Senior forestry officials from India and Nepal are meeting in New Delhi from Monday to chalk out a joint strategy to save the tiger population along the trans-boundary corridor after 14 of the felines were killed during the last one year.
Officials here said both countries were mulling a joint strategy to save the endangered animal after an increasing number of cases of tiger-poaching along the Nepal-India border were reported.
The two-day meeting in New Delhi will focus on saving tigers on both sides of the international border, said Akhileshwor Karna, who is leading the Nepali delegation.
Between January 2015 and February 2016, at least 14 tigers were killed in the border areas causing panic on both sides. Six of the endangered specie were killed on the Nepal side.
With the increase in tiger-poaching cases, the ambitious project to double the tiger population in the region by 2022 has hit a roadblock.

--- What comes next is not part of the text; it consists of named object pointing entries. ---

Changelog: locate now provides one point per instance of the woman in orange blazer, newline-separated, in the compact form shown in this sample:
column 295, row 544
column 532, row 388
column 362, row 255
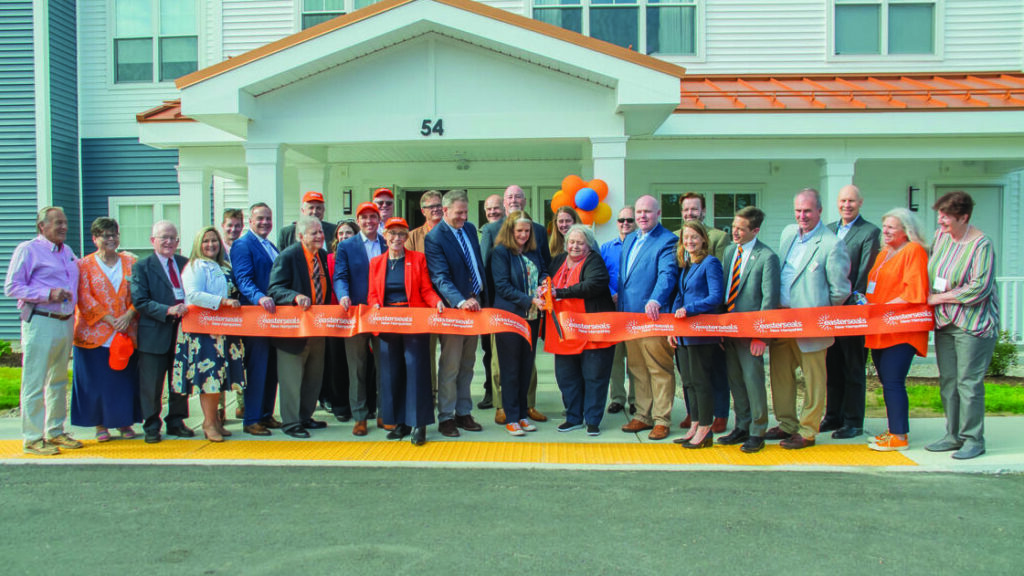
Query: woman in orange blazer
column 102, row 397
column 399, row 278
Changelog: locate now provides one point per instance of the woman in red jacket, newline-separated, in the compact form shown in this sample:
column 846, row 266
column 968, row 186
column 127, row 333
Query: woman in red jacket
column 399, row 278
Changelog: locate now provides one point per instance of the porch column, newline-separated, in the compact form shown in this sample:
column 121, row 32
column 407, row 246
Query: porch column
column 609, row 165
column 266, row 178
column 836, row 173
column 194, row 186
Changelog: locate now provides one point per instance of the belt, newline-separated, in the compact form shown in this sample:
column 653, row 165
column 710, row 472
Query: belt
column 52, row 315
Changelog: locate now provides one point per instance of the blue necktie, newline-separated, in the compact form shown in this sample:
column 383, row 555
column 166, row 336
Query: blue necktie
column 469, row 258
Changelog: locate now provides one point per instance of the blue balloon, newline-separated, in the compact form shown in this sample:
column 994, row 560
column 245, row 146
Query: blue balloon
column 587, row 199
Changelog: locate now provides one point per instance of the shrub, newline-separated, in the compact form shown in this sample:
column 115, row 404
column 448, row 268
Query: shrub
column 1005, row 356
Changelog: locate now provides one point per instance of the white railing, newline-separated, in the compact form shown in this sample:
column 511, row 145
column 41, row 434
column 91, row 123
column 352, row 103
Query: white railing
column 1012, row 305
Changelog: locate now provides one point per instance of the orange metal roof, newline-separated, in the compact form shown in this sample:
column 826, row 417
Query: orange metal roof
column 854, row 92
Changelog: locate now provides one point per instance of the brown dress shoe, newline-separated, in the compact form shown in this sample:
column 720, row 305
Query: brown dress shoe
column 659, row 433
column 468, row 423
column 448, row 428
column 256, row 429
column 636, row 425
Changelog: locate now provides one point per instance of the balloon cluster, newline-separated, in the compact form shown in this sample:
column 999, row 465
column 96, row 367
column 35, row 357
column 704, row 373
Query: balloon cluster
column 586, row 198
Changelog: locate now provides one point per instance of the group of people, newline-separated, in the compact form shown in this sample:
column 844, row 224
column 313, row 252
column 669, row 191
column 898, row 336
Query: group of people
column 516, row 265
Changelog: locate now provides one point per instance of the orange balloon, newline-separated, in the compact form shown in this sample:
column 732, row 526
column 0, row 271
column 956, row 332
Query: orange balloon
column 561, row 199
column 571, row 183
column 586, row 216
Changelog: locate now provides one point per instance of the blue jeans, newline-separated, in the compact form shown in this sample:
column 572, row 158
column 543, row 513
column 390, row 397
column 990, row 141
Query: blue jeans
column 583, row 378
column 893, row 364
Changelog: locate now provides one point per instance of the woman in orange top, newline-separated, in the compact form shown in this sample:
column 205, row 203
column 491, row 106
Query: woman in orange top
column 899, row 275
column 102, row 397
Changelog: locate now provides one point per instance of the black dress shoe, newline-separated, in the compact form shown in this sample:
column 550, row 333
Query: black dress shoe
column 753, row 444
column 419, row 436
column 399, row 432
column 846, row 433
column 829, row 425
column 737, row 436
column 181, row 432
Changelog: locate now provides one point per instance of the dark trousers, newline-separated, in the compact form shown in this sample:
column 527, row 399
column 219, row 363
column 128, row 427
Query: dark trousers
column 893, row 365
column 695, row 364
column 845, row 363
column 515, row 362
column 153, row 371
column 406, row 394
column 583, row 379
column 335, row 388
column 261, row 379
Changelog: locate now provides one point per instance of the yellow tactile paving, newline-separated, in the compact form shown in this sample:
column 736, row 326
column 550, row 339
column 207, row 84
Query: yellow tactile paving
column 475, row 452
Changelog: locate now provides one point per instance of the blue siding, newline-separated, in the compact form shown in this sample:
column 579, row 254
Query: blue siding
column 17, row 145
column 123, row 167
column 64, row 117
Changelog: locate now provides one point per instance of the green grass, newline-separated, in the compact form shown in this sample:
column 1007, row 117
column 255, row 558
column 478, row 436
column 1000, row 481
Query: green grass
column 998, row 399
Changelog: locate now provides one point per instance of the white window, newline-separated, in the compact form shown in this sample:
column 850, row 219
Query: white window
column 135, row 215
column 884, row 27
column 650, row 27
column 155, row 40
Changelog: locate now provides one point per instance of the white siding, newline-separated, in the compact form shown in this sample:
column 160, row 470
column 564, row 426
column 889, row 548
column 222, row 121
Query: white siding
column 250, row 24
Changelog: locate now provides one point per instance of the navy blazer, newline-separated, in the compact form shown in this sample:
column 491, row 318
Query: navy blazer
column 250, row 268
column 448, row 265
column 289, row 278
column 701, row 290
column 351, row 269
column 152, row 294
column 508, row 276
column 654, row 273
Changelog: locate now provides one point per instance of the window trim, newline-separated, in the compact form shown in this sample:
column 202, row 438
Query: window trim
column 884, row 55
column 698, row 54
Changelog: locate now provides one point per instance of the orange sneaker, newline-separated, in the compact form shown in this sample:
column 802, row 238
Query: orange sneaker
column 893, row 442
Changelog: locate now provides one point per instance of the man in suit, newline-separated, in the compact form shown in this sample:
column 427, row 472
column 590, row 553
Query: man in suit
column 647, row 275
column 299, row 278
column 752, row 284
column 514, row 200
column 252, row 258
column 351, row 282
column 610, row 253
column 457, row 273
column 312, row 205
column 846, row 360
column 693, row 207
column 814, row 273
column 160, row 300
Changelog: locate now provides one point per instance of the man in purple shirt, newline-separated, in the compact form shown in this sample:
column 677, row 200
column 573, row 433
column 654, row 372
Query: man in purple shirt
column 43, row 276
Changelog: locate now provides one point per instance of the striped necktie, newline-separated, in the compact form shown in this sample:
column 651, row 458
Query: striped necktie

Surmounting the challenges in the trans-border area is key to the success of the project, said Karna adding that apart from this the officials will also discussthe joint strategy for saving the tiger.
Tigers from India’s Dudhwa National Park and Balmiki Tiger Reserve and from Nepal’s Chitwan National Park, Bardiya National Park and Shuklaphanta Wildlife reserve, regularly cross the international border with officials on both sides facing similar difficulties in saving the endangered specie.
In India and Nepal, over 45,000 sq.km. land in the trans-border area from Bagmati to Yamuna rivers is home to 15 conservation areas and wildlife parks.
The tiger population in Nepal is estimated at around 200 and in India at 2,200.